Northern Europe in terms of critical theory

There is another theory developed by scientists R.Ashley[1] and R.Cox[2] which is critical theory. It denies postulates of political realism arguing that states sooner or later will skip arms and solidarize with each other. Of course, it also can be rebutted in a way that unlikely conflicts disappear, though in my opinion it suits more while describing the phenomenon of particular regional cooperation. Definitely, critical theory can’t be applied to the world in general (researchers Gusak and Ebervain[3] made an analysis of 638 conflicts of the 20th century!). But I believe that critical theory can be applied particular to Northern Europe. It surely may happen that cooperation within this region may prevail violence and conflicts. Already now the situation in Northern Europe is quite sustainable comparing to other examples of regional cooperation. Cooperation here originally is aimed at advancing educational system, solving ecological problems, creating NGOs and IGOs, economic development, not at all it is aimed at state’s role strengthening. Northern Europe cooperation is directed towards new actors of ir (not nation-states!) and here political realism is rebutted again. Turning back to history we may find a pure example of cooperation that took place in Northern Europe particularly. So called, Scandinavian Monetary Union[4] was created in 1875 and existed till 1917. It was supported by an agreement, parties to which were Denmark, Sweden and Norway. Its goal was to trigger issuing of a single currency. It was a great step forward when Central banks began admitting currency and the Union successfully existed till the First World War. Another vivid example of critical theory will be regional organizations such as the Council of Baltic Sea States[5], the Barents Euro-Arctic Council[6], the Arctic Council[7], the Northern Forum[8], the Nordic Council of Ministers[9] which actively work in Northern Europe nowadays.

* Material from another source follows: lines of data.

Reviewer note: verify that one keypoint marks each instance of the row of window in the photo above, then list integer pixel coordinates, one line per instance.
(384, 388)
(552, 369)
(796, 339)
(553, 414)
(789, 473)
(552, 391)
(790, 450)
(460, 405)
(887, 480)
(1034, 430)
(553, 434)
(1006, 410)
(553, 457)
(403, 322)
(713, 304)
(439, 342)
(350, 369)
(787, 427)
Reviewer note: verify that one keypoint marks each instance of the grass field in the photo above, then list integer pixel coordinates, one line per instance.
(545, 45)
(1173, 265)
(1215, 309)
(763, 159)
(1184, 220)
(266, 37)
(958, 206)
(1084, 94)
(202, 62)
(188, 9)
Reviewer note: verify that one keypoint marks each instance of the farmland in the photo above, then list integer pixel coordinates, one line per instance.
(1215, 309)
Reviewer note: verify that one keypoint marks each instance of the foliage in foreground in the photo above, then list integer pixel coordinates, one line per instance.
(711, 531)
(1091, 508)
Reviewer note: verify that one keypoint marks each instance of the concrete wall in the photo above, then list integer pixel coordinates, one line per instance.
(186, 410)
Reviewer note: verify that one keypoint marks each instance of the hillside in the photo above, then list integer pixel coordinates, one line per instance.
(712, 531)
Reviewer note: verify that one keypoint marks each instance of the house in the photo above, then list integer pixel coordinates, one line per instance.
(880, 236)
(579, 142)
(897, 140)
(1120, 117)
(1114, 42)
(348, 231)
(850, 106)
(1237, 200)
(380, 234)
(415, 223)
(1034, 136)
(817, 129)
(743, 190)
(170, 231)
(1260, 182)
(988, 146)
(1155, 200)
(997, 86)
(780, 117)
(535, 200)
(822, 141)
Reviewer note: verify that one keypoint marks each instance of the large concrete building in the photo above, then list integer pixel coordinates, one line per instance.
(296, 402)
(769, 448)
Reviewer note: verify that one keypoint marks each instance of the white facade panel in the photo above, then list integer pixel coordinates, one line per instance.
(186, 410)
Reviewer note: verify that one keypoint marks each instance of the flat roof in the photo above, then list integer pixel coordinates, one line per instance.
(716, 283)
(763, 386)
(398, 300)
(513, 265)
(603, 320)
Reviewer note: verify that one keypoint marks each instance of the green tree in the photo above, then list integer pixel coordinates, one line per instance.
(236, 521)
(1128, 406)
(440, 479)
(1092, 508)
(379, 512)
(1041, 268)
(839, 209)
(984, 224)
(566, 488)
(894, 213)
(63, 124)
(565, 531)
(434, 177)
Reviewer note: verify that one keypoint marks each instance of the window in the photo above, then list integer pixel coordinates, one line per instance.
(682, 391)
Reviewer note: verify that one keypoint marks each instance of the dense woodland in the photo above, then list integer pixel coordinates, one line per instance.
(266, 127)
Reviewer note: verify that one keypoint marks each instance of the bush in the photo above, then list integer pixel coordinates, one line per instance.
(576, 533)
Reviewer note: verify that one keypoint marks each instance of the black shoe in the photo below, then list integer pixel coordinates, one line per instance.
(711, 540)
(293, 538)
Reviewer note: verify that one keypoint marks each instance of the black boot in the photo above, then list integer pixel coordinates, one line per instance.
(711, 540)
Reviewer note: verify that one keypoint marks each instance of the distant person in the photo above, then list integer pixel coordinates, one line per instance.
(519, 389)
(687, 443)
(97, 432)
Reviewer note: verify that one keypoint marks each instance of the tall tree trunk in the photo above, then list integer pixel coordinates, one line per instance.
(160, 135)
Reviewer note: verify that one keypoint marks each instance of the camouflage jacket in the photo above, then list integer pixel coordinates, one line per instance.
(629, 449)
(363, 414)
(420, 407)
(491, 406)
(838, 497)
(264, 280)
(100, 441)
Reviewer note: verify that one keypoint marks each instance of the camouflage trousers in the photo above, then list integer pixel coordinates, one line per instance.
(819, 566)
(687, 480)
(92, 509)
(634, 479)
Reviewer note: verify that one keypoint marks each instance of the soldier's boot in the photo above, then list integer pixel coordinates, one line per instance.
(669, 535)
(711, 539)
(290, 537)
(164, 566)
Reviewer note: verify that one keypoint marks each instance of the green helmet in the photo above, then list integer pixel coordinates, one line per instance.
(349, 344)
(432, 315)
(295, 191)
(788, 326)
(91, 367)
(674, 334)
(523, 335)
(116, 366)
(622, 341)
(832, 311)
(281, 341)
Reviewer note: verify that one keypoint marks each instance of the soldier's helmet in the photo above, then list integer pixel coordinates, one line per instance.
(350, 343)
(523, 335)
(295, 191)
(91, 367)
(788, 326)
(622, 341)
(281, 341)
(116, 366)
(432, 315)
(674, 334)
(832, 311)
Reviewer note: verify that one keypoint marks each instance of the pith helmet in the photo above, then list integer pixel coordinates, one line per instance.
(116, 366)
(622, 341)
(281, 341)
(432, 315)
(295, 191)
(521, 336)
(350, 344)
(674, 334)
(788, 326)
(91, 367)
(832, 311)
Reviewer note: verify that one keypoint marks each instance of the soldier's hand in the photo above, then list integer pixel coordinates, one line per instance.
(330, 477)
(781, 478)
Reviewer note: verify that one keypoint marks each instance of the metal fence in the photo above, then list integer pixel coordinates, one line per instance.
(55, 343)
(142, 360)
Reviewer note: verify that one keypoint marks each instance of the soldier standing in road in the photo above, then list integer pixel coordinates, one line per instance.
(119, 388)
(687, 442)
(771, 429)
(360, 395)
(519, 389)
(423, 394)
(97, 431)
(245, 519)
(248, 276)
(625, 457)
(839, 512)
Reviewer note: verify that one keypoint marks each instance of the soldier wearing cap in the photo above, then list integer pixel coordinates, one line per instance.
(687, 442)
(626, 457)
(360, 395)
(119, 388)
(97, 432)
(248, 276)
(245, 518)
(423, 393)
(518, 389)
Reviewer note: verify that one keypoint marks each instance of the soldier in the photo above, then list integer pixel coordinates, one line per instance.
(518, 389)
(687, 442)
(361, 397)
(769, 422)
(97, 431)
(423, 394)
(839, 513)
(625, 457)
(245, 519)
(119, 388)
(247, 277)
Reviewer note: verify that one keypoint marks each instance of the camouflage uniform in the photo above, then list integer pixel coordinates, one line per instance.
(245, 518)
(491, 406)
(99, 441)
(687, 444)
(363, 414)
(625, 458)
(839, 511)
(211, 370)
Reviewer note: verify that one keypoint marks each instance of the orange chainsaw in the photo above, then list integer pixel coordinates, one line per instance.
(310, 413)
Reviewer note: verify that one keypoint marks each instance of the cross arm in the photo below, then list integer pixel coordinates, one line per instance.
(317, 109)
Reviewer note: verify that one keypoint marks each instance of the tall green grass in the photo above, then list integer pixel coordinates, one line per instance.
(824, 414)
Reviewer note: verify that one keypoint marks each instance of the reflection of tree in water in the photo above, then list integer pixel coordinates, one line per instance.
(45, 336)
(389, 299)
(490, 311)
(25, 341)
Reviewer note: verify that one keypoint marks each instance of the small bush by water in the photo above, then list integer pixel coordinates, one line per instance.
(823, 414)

[1] Ashley R. The poverty of Neorealism// International organizations. Vol.38, №2, 1984, P.225-286.

[2] Cox.R. Social forces, states and world orders: Beyond International relations theory//Millenium: Journal of International Studies.Vol10, №2,, 1981. P.126-155.

[3]See  Lebedeva M. Conflicts political settlement, Moscow, 1999. – p.63.

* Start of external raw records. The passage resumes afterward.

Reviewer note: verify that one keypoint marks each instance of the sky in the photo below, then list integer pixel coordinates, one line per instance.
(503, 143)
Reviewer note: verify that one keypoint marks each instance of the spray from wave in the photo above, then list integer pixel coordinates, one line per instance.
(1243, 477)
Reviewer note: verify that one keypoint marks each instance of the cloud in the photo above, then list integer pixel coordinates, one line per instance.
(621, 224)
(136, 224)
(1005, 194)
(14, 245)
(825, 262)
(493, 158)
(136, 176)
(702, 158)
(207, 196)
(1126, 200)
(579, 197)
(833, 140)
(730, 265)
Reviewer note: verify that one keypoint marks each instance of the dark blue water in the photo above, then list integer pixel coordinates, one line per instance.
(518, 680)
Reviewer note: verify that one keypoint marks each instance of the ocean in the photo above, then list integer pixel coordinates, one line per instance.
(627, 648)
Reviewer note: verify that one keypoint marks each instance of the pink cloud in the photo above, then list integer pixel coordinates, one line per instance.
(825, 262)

[4] Butorina O. What is euro?, – М., Interdialect+, 1999. – p.5.

[5] Baltic Sea Region [Electronic resource]//Baltic Sea Region . – Electron. art. –   http://www.eu.baltic.net/,  free. – Screen title. – Eng.lang.

[6] Barents Euro-Arctic Council [Electronic resource] // Barents Euro-Arctic Council. – Electron. Art. –http://www.beac.st/beac/in_English/Barents_Euro-Arctic_Council/Barents_Euro-Arctic_Council.iw3 , free  – Screen title. – Eng. lang.

[7] Arctic Council [Electronic resource]// Arctic Council. – Electron. Art. – www.arctic-council.org ,  free. – Screen title. – Eng.lang.

[8] Northern Forum [Electronic resource]//Northern Forum . – Electron. Art. – www.northernforum.org,  free. – Screen title. – Eng.lang.